The Transnational Government of Tamil Eelam (TGTE) this month urged states party to the UN Genocide Convention to take legal action against Sri Lanka at the International Court of Justice (ICJ). 

Addressing an event in UK's Houses of Parliament on December 10, marking the 70th Anniversary of the Convention on the Prevention and Punishment of the Crime of Genocide, the TGTE's prime minister, Visuvanathan Rudrakumaran said, 

"To give meaning to the Convention as it relates to Sri Lanka, we call upon one of the States party to the Genocide Convention to bring legal action against Sri Lanka in the International Court of Justice. In many instances, as is the case with Sri Lanka, it is not just individuals but the whole state apparatus that is used to commit this heinous crime."

“We also call upon States to amend their Foreign Sovereign Immunity Act by removing immunity for States and to bring legal action against States for genocide in their domestic tribunals.”

UK MPs, Siobhain McDonagh and Gareth Thomas, human rights legal experts Peter Haynes QC, Richard Rogers, Human Rights Lawyers Alex Prezanti, and Kim Renfrew also addressed the event. 

Rogers, who assisted in drafting the second international judgement for genocide, said "we really need is greater determination from states to act fast when early signs of genocide become apparent. If the dream of Lemkin is to be realized, and we are to avoid more genocides, powerful states must put self-interest to the side and work together to prevent the genocide, considered the “crime of crimes". 

Prezanti, who represented victims of international crimes in Ukraine, Cambodia and Georgia, and currently representing an accused charged with genocide at the Khmer Rouge Tribunal, said,

“There is one positive takeaway from the Khmer Rouge Tribunal for Sri Lankan victims. It is that even if it takes years, justice may eventually come.” 

Prezanti added, robust documentation and preservation of evidence of international crimes is essential and must continue. 

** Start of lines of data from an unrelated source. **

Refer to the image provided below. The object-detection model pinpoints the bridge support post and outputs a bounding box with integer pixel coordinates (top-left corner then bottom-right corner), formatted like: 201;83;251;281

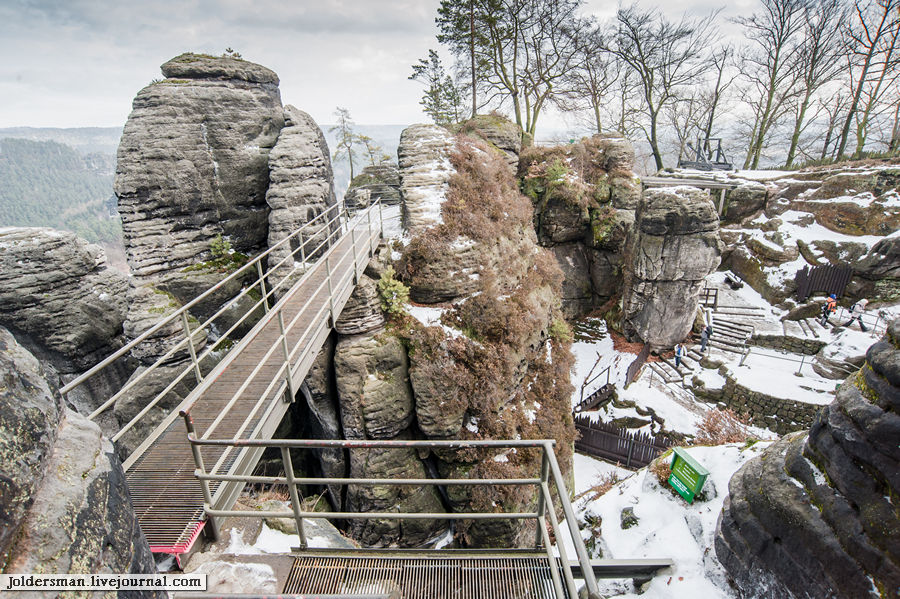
325;256;336;327
278;310;297;403
181;411;219;541
281;447;306;549
366;209;381;258
181;310;203;384
256;260;269;312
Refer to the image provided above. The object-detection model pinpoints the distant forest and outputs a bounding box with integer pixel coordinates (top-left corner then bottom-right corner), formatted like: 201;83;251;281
0;138;122;244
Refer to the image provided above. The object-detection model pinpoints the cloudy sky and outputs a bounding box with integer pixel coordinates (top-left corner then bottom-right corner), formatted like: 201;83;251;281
0;0;756;127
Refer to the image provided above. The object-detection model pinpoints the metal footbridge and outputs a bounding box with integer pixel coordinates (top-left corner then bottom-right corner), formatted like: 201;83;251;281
61;203;671;599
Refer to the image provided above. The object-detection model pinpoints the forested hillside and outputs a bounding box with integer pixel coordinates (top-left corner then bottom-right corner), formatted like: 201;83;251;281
0;138;122;244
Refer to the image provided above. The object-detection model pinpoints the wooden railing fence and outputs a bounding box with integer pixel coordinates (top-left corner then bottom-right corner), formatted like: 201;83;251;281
575;415;673;470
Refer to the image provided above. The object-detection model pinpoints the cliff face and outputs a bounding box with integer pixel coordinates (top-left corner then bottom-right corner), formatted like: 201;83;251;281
307;125;574;546
623;187;723;348
0;328;158;584
715;320;900;598
115;54;284;279
518;136;641;318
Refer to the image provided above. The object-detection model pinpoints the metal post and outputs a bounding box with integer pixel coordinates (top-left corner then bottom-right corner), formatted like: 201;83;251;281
181;310;203;383
278;310;297;402
350;227;359;285
281;447;306;549
256;260;269;312
325;256;336;327
366;206;375;258
300;232;306;272
181;411;219;540
534;447;550;549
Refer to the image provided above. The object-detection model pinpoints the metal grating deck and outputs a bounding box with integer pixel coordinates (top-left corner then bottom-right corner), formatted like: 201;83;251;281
282;554;564;599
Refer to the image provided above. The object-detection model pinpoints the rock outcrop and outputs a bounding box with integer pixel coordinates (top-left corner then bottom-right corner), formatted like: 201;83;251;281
715;320;900;598
622;187;723;348
397;125;454;234
518;136;641;318
344;160;400;212
0;228;133;412
266;105;338;290
0;329;158;598
115;54;284;279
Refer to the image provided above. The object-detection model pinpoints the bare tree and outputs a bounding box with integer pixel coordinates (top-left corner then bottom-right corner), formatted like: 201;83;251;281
556;23;617;133
611;5;715;169
735;0;805;168
785;0;847;167
837;0;900;158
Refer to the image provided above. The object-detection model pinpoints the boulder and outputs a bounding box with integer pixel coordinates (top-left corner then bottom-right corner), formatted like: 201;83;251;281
0;328;64;561
115;54;284;279
459;114;522;174
715;320;900;598
344;160;400;212
397;125;454;234
0;228;128;374
334;333;414;439
0;330;158;599
713;180;768;223
334;275;384;335
266;105;339;284
623;187;723;348
347;448;449;547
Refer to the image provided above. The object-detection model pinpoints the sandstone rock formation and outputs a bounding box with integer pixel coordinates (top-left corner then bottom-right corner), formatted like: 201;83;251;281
115;54;284;279
266;105;338;290
715;320;900;598
0;329;158;598
518;136;641;317
622;187;723;349
397;125;453;234
0;228;133;412
344;160;400;212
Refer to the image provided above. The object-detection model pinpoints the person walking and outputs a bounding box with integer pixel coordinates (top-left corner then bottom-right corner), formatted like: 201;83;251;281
844;298;869;333
822;293;837;327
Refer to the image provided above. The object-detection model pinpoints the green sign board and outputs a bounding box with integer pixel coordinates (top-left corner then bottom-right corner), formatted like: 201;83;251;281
669;447;709;503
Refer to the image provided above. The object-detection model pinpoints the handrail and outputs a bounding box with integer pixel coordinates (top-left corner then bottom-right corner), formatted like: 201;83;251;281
181;424;600;598
59;206;345;396
124;201;383;470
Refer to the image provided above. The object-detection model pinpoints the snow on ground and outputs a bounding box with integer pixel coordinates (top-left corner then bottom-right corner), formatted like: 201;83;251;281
563;442;769;599
730;347;836;405
406;304;463;339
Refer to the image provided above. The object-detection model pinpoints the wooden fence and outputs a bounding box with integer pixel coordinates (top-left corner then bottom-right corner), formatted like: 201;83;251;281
625;344;650;387
575;415;674;470
795;264;853;302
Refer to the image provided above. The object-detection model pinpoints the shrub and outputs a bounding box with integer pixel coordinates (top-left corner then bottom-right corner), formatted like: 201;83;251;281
694;408;752;445
209;233;231;258
378;266;409;316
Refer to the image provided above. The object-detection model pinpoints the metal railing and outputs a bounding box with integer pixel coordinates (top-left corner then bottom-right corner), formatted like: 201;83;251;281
60;202;384;467
182;428;600;598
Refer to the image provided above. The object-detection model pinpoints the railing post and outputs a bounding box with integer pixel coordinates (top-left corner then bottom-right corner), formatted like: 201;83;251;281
181;411;219;540
350;227;359;285
325;256;337;327
366;206;380;258
181;310;203;383
278;310;297;402
281;447;306;549
300;232;306;272
534;447;548;549
256;260;269;313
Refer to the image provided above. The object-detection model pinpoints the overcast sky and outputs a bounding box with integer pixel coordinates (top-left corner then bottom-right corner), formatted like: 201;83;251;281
0;0;756;127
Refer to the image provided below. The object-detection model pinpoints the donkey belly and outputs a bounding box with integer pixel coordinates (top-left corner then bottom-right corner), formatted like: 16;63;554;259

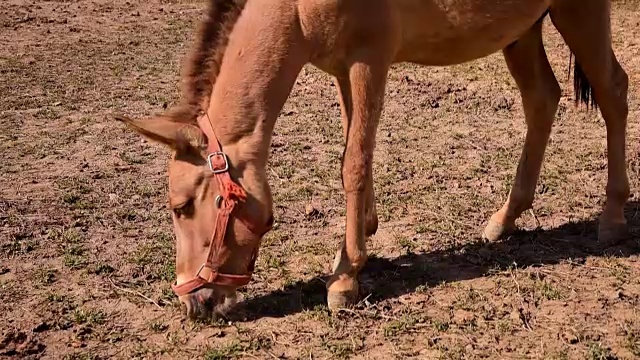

Outlining the TGTE's call for justice for genocide against the Tamil people, Rudrakumaran further said: 

"There is no word other than genocide which can capture the magnitude and atrociousness of the crime committed against the Tamil people. The political reason for not recognizing the Mullivaaikaal atrocity as genocide is that under the traditional justice paradigm, as demonstrated by the opinions of African human rights tribunals and the Canadian Supreme Court with respect to Quebec, an entity that was subjected to genocide has a right to establish an independent state under the principles of self-defense and self-preservation The transitional justice paradigm also states that establishing an independent state can be justified under its fourth pillar of reparations and nonrecurrence,” Prime Minister Rudrakumaran said. “Presently, many States prefer to keep Sri Lanka as one entity than to devise a political arrangement that will ensure the physical security of the Tamils."